At the same time, while I was writing Galápagos, I read extensively women writers from different regions, particularly from Latin America. I had not had the opportunity to read many of them during my studies in Colombia, as their work was not yet widely circulating at the time. During the writing process, I read Rosario Castellanos, Elena Garro, Silvina Ocampo, Alba Lucía Ángel, Marvel Moreno, Lina Meruane, Gabriela Wiener, Marta Dillon, Diamela Eltit, Vanessa Londoño, Fernanda Trías, among many, many others.
Through this process, I learned a great deal about translation. To give a novel another life, another dimension, is an act of generosity and attention, of careful craft, and above all, an act of faith.
What is the last thing you read that made you see the world in a different way? (Anything from a book to a billboard to a cereal box.)
I recently read an extraordinary novel by the Uruguayan writer Fernanda Trías, El monte de las furias, which, through the voice of myth, mystery, and wonder, and through the networks that sustain life, unfolds a language that moves beyond the human.

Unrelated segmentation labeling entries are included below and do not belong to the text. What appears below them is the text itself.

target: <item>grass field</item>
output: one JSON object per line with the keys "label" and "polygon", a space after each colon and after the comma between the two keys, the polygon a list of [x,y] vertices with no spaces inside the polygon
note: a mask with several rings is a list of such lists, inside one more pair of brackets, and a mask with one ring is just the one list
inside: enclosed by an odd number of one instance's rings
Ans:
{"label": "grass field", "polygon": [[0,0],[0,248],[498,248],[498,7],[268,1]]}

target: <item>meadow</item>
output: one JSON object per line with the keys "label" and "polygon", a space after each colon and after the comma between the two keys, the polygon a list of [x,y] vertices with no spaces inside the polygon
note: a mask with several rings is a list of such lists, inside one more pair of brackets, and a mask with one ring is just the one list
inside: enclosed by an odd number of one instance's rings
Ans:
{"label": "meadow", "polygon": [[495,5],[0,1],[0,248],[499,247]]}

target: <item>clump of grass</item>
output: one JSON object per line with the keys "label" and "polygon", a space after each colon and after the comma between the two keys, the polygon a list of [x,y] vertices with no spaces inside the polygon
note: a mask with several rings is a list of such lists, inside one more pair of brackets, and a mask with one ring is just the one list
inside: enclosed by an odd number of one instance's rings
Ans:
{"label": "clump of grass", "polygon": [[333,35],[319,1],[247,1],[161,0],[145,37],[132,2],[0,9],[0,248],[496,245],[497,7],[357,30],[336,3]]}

I was also struck by a line by Robert Bresson from Notes on the Cinematographer, which I revisited while watching Nuestra película for this interview: “I dreamed that my film was being made gradually before my eyes, like a painter’s canvas, eternally fresh.” That sentence has stayed with me. For many years the film was not available online, until recently.
FÁTIMA VÉLEZ is a writer, professor, cultural producer, and Ph.D. candidate in Hispano-American Literature and Cultures at the Graduate Center, CUNY. Galápagos is her first novel.
HANNAH KAUDERS is a writer, translator, and musician from Boston. She holds a BA in Spanish and Latin American cultures from Barnard College and an MFA in fiction from Columbia University, where she taught undergraduate writing. Her writing and translations have appeared in Fiction International and Exchanges: Journal of Literary Translation. She was a finalist for the 2020 Iowa Review Award in Fiction.